People with Developmental Disabilities Have Few Options When Caretakers Die

Many states lack the resources to help family caretakers
A caregiver helps a child who has cerebral palsy while she shakes hands with a politician


In the United States, most people who have serious developmental disabilities receive care from their loved ones at home. But when a caretaker dies, they often have no one to care for them. They typically go to an institution, where they may languish for years.

The trauma of this experience can be immense for the survivor. Many times, a parent will care for a child who has a developmental disability from infancy through middle age. (Sometimes it’s even longer, depending on how long the caretaker lives.) In that time, people develop routines and strong bonds of trust. After the death of a caretaker, both children and adults with developmental disabilities can feel distraught and confused. Many simply can’t adapt to institutional life.

Few Resources for Families in Need

Beth Munro is 68 and single-handedly cares for her daughter, Caroline. In an interview with PBS, she explains that Caroline, who is 22, functions at the level of a preschool child. She has both cerebral palsy and developmental disabilities. What’s more, she has refused to eat unless her mother feeds her since she was 4. Like many caretakers, Beth doesn’t know what will happen to her daughter when she dies.

In an ideal scenario, families like the Munros could get respite care from Medicaid. This would allow them to slowly introduce more caregivers to the person in need and ease the burden of caring for them on their own.
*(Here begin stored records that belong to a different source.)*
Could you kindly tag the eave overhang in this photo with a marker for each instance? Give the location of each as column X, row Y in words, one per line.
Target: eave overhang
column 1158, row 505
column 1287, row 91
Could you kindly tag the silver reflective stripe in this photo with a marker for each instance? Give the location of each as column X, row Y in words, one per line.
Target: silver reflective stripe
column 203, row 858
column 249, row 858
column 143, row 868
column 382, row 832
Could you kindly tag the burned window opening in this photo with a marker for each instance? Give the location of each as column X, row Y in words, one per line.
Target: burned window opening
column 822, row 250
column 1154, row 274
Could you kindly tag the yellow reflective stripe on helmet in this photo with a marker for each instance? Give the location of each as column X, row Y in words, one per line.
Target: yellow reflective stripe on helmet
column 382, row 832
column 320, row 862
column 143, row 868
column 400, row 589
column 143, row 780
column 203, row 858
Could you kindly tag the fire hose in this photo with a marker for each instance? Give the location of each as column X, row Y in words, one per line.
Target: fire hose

It would also help the person with a disability transition more easily when the time comes.

However, few states have the funding or personnel required to provide relief for every family in need. As a result, families wait years and years for more help. Only when a caretaker dies and there is no one to take over do they move to the top of the waiting list. Even then, there are often not enough resources to go around. With no options available, many people with severe disabilities are shipped off to mental hospitals, where they live for many years.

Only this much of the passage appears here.